K. Michelle has admitted to having several procedures done to keep her body in celebrity shape. First on the list is breast augmentation—we think. She admits to having her “boobs done.” In theory, this could also mean that she has had a procedure such as a breast lift, which has more to do with correcting the attitude of breasts rather than increasing the size. The difference between the procedures is significant, but it’s important that K. Michelle is, essentially, admitting to some kind of breast enhancement.
She also admits to having had a fat injection butt augmentation. This is an incredibly popular and trendy procedure, in which fat is transferred from unwanted areas of the body (the hips or belly, for example), purified in a centrifuge, and then injected into the buttocks to give a larger and more rounded appearance to the rear end.

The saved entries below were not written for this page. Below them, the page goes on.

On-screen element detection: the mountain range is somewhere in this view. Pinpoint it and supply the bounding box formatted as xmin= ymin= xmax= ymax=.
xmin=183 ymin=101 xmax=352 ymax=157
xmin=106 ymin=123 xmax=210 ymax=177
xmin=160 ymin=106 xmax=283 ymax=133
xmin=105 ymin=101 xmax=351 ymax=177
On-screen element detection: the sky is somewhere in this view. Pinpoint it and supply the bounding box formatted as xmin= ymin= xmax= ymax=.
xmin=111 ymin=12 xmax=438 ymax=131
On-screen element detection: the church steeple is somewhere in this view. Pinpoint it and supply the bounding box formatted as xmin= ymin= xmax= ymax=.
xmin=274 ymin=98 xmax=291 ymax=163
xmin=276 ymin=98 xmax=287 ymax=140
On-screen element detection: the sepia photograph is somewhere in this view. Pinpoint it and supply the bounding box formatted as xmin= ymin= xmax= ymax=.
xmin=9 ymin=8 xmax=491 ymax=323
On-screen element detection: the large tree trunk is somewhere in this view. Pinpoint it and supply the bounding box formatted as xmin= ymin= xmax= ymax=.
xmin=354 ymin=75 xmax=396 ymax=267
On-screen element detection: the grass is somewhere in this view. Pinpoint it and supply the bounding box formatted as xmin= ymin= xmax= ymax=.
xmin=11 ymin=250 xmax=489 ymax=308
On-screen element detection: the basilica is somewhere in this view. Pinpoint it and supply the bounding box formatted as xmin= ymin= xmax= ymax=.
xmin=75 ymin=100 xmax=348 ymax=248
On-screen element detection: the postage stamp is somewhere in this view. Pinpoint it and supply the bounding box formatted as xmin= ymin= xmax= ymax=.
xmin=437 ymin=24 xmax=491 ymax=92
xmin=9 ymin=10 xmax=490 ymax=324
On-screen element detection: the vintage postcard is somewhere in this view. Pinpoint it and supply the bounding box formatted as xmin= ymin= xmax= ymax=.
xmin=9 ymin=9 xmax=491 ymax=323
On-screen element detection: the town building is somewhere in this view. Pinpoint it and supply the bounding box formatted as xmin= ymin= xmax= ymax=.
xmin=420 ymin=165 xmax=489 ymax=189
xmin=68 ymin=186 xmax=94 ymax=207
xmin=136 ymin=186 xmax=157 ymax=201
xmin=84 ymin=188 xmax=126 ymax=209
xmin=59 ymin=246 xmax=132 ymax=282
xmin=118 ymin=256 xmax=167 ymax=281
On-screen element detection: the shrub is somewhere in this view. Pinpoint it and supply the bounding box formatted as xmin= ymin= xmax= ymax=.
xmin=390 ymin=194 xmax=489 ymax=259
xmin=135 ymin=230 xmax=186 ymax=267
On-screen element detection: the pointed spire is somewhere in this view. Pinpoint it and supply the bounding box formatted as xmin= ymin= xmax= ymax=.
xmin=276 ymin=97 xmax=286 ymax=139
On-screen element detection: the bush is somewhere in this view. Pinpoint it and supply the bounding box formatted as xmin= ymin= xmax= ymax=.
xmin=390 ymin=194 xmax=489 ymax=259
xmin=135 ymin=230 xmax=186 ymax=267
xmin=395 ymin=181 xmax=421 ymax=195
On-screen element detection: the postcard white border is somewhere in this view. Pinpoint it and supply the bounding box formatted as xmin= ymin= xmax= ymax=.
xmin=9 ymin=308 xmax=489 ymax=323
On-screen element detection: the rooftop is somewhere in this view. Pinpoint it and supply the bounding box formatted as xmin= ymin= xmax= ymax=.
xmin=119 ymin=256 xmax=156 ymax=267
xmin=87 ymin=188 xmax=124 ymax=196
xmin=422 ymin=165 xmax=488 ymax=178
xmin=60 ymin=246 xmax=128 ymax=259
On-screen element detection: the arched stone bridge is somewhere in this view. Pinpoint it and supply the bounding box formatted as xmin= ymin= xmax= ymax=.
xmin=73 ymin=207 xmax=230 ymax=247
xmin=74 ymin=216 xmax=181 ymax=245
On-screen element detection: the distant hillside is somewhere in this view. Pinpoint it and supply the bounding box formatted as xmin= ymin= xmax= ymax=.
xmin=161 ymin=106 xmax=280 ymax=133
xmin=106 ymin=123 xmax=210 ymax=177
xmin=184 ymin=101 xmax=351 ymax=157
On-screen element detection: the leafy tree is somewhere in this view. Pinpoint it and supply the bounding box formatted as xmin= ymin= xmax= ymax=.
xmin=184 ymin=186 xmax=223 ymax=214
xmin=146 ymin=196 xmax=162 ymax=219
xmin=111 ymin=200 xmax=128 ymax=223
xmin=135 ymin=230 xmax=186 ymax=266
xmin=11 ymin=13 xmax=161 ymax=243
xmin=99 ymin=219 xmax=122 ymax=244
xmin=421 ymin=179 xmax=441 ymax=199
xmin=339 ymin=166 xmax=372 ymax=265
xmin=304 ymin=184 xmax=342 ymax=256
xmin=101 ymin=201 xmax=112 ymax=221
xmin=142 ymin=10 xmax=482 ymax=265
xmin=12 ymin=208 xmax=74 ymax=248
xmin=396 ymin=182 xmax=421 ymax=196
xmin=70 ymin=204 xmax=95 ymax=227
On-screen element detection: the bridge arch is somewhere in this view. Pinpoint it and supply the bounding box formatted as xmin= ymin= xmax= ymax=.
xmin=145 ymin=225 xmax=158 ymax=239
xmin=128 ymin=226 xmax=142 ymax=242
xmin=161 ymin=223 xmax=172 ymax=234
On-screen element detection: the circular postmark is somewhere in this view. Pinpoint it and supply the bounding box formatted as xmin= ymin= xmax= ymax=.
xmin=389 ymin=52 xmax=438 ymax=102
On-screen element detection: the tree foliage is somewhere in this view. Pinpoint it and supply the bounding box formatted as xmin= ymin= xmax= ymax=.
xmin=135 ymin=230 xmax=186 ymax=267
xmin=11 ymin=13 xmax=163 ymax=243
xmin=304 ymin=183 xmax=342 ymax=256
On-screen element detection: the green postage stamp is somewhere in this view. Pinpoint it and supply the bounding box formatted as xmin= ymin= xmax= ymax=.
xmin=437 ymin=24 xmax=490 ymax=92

Finally, K. Michelle also admits to having some liposuction performed around her belly. It’s possible she had a tummy tuck performed as well, but there’s not enough evidence to say one way or another. And, in the end, it’s probably not as important as simply the fact that she’s admitting to having plastic surgery performed on this part of her body. It’s also worth noting that K. Michelle isn’t necessarily wrong when she considers these procedures “normal women things,” as both liposuction and breast lifts or augmentations are two-thirds of the so-called Mommy Makeover.
We look forward to more celebrities breaking down walls such as this. There is a lot of pressure on both men and women to look great and young for as long as possible—but that doesn’t mean that the pressure has to assume that achieving that look has to be done naturally. Indeed, there is some relief in admitting that the so-called “perfect” body is unachievable, even with plastic surgery (the mission of which has always been to give you your best body—not someone else’s).
So we have to keep in mind that while plastic surgery is a great option for some, it’s not the best option for all—nor should everyone feel as though they need plastic surgery to fit a certain mold. As K. Michelle reminds us, it’s not about fitting a mold, ever. It’s about being the real you whatever the cost. Plastic surgery is there if you want it—but only to help you become that real you.